Disclosure of Invention
In order to solve the technical problems, the invention provides a document image classification method and device based on multi-mode structured information fusion. The following technical scheme is adopted:
the document image classification method based on multi-mode structured information fusion comprises the following steps:
step 1, performing layout analysis on a document image to be classified, and locating a key area;
step 2, extracting text key information from the key areas according to types;
step 3, word segmentation and word vector extraction are respectively carried out on the text key information;
and 4, classifying the documents based on the word vectors and the types to which the word vectors belong.

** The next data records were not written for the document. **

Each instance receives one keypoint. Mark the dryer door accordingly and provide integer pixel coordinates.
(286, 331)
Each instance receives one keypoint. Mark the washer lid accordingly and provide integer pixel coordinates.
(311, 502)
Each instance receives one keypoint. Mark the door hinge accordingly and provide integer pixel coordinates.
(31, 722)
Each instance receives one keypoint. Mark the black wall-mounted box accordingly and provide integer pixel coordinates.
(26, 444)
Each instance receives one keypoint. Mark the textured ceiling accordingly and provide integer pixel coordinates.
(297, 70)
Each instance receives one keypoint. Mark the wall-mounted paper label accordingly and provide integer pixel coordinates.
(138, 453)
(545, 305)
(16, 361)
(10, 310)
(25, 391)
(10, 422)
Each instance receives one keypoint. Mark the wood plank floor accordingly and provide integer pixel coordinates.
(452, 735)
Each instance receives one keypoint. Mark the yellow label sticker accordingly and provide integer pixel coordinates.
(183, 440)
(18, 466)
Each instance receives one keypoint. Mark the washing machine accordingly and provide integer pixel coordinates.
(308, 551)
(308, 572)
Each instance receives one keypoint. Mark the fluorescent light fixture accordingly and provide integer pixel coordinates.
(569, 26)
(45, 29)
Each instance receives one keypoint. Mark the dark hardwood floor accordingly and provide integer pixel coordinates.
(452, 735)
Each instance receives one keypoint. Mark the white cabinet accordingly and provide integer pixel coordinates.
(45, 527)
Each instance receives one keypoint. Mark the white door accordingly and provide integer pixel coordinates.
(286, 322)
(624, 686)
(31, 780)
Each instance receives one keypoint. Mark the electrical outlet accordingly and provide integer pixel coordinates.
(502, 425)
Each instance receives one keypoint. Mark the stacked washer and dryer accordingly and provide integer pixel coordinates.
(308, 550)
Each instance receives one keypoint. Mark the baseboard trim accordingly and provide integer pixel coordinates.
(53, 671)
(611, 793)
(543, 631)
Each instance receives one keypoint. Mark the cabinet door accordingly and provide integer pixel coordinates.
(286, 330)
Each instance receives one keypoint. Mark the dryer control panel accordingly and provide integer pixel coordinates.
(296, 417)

Optionally, in step 1, the key area is a title, a text, a graph title, a table title, and a stamp.
By adopting the technical scheme, firstly, layout analysis is carried out on the document image, and key areas in the document image, such as titles, characters, figures, figure titles, tables, table titles, seals and the like, are positioned; then extracting text key information of the region according to the type of the key region, then carrying out word segmentation and word vector extraction on the text key information, and finally merging all word vectors to classify.
The method can realize rapid and accurate classified filing and identification processing of a large number of electronic materials, and can effectively avoid classification difficulty and misclassification caused by different shooting environments; the problem of text recognition caused by paper material deformation can be solved; the problems of partial shielding of characters by seals or other things, incomplete documents, titles of some documents, no titles of some documents and complicated material content can be solved.
Optionally, in step 1, the key area is located based on the layout analysis algorithm.
By adopting the technical scheme, the key region can be rapidly positioned by specifically using the LayoutLM algorithm.
Optionally, in step 2, the specific method for extracting the text key information respectively includes:
for the title area, text detection and text recognition are carried out to obtain text content which is used as key information;
for a text region, performing text detection, text recognition, semantic entity recognition and relation extraction to obtain a plurality of key-value pairs, and taking a key as key information;
for the graph, if the corresponding icon questions exist, text detection and text recognition are carried out on the icon questions to obtain text contents, the text contents are used as key information, if the corresponding icon questions do not exist, the graph is used for generating text description, and the text description is used as key information;
if the table title exists in the table, text detection and text recognition are carried out on the table title to obtain text content serving as key information; if the title does not exist, treating according to the text area, and acquiring key information;
for the seal, text recognition is adopted to extract text content in the seal as key information.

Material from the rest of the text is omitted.